一口食べれば、口の中に広がる甘さ。甘さ控え目と選んだショートケーキは、苺の甘酸っぱさが強調されており、生クリームとのバランスが絶妙だ。
充分堪能してから飲み込み、ふと幸村を見てみれば、スプーン片手にふるふるとうち震えている。
「幸村…どうしたの?」
「びっ」
「び?」
「美味でござるあぁぁああ!!」
拳を天井に向かって付きだし、いきなり大音量を放った。名前が一瞬びくりとしたのも目に入らなかったようで、幸村は再び雄叫びを上げる。

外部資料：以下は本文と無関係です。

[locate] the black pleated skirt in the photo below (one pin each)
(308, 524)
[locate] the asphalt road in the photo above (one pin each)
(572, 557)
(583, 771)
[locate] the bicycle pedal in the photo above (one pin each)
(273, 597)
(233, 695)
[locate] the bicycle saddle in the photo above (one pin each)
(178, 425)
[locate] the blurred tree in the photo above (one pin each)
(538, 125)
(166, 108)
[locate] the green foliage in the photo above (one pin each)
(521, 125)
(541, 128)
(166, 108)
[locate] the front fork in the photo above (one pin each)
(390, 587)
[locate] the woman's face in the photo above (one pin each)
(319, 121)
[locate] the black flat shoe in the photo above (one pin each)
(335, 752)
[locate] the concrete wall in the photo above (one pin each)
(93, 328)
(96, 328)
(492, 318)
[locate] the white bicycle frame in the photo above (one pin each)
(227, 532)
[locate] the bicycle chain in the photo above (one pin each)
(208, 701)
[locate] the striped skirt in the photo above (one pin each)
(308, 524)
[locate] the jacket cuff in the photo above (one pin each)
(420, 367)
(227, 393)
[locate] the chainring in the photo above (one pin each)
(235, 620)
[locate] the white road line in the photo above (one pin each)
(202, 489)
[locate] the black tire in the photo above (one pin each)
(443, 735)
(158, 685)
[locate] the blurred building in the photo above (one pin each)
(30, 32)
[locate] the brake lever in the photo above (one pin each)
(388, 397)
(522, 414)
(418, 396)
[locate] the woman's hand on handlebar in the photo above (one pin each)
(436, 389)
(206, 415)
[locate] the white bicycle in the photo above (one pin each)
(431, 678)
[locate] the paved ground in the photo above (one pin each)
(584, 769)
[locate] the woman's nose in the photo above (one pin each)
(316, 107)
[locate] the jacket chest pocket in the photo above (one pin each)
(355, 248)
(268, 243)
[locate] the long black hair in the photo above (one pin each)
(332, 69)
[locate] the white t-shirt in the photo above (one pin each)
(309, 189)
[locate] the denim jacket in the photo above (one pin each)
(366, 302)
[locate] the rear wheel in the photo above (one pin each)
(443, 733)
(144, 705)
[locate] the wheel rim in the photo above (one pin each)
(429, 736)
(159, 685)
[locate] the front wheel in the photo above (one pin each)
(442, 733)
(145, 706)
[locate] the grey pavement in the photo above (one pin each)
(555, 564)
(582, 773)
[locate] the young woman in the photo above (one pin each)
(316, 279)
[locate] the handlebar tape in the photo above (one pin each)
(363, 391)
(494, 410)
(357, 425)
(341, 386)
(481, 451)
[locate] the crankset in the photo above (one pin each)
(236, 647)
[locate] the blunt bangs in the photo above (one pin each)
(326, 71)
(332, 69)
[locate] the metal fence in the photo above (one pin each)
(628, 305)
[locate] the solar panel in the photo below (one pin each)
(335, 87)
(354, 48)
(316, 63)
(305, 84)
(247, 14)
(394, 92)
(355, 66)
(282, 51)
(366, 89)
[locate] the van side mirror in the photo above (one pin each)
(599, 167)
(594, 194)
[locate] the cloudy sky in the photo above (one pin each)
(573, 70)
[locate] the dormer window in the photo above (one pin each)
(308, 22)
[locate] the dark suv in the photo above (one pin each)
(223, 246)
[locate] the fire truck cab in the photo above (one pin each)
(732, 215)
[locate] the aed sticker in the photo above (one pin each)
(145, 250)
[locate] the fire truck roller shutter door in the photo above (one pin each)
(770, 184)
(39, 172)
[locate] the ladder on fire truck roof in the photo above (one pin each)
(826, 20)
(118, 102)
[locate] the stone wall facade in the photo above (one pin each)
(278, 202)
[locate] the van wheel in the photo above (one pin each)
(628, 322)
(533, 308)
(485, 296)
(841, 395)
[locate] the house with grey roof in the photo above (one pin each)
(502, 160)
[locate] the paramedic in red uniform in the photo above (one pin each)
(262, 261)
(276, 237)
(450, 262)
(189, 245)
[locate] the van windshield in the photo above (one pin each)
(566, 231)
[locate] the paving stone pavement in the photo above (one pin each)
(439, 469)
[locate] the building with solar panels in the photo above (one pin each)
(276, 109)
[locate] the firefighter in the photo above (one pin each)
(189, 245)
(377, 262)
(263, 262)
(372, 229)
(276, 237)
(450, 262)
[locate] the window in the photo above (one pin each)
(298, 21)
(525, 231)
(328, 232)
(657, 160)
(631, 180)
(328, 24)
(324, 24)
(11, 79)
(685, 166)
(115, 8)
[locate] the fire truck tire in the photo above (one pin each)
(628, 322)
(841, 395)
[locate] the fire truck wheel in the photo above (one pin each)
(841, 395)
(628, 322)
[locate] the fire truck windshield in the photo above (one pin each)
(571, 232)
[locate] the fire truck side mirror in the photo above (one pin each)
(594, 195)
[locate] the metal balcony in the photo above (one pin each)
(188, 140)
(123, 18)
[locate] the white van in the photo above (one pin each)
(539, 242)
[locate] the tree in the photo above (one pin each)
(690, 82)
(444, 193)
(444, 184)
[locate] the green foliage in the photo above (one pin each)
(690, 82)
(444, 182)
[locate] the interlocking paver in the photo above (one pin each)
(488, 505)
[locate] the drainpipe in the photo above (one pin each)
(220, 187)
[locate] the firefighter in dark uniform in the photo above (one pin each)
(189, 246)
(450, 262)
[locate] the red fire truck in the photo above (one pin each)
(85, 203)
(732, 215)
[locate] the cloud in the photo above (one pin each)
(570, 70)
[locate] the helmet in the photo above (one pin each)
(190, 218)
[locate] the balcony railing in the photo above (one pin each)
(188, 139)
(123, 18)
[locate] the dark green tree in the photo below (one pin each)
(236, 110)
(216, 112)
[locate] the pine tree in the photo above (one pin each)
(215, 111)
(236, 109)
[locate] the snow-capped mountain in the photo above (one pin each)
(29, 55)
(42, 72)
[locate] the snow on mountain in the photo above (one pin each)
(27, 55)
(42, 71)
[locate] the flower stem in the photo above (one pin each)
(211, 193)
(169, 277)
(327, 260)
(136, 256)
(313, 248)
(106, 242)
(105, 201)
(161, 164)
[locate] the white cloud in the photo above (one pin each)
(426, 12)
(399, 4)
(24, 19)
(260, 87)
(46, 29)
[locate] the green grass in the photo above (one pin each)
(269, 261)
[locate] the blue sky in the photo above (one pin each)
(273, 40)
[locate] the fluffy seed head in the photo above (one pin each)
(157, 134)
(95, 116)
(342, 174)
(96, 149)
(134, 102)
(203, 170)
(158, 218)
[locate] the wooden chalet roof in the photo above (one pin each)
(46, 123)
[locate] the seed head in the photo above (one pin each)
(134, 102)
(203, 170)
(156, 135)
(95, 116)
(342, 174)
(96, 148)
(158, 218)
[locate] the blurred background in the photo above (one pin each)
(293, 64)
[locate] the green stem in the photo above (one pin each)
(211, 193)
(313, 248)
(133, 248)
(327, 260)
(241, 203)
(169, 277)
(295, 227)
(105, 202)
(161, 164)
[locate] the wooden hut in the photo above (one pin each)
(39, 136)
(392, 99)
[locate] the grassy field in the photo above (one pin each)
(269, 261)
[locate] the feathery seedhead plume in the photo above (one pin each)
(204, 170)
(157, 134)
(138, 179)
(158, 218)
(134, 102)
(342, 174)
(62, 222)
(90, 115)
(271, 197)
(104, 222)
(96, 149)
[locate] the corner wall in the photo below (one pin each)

「某感動いたしましたぞ!お館様あああぁぁああ!!!」
唖然とする名前の前で尚も『お館様』を連呼する。周囲が奇異の視線を向けたところでやっと我に返った名前が慌てて制止をかける。
「幸村!ここ、お店の中だから!!」
「おや…ハッ!!店内にて大声を出すなど、他の客の迷惑他ならぬ!申し訳ございませぬ!!」
幸村が頭を下げると、勢い余って机にしたたかに打ち付けた。
「ぐおっ」
「…あはは」
一部始終を見ていた客達は温かい視線を投げ掛け、再び自分達の空間を作り出すのだった。
「ね、幸村。一口貰っても良いかな」
「んむ?」
再び食べ始めた幸村に名前が告げる。目の前であんまり美味しそうに食べるものだから、少し食べてみたくなったのだ。
「おお!是非名前殿も味わって下され!」
幸村は笑顔でパフェを差し出した。
「わぁ、いただきます」
ケーキに使った先がフォークのように分かれたスプーンでちょいと掬って口へ運ぶ。
口の中へ入れた瞬間、広がるチョコレートの甘さ。濃厚なチョコレートソースとバニラアイスがハーモニーを奏で、名前は口元を綻ばせて堪能した。
全く文句なしに美味しい。
その様子を眺めていた幸村の頬に、ほんのり朱がさす。
「幸村もケーキ食べる?」
ついと押し出された食べかけのケーキを見て、益々顔を赤らめた幸村は、首をぶんぶん横に振る。
(もしかして、苺苦手なのかな)
ちょっと残念な気持ちになった。
それから、互いに少し言葉を交えつつ完食し、帰路につく。
家に帰るまで、幸村は何処か遠くを見ていたので名前は心配に思ったが、本人は何もないと首を振るのでそっとしておくしかなかった。
「美味そうであった…」
呟かれた言葉は、名前の耳には届かない。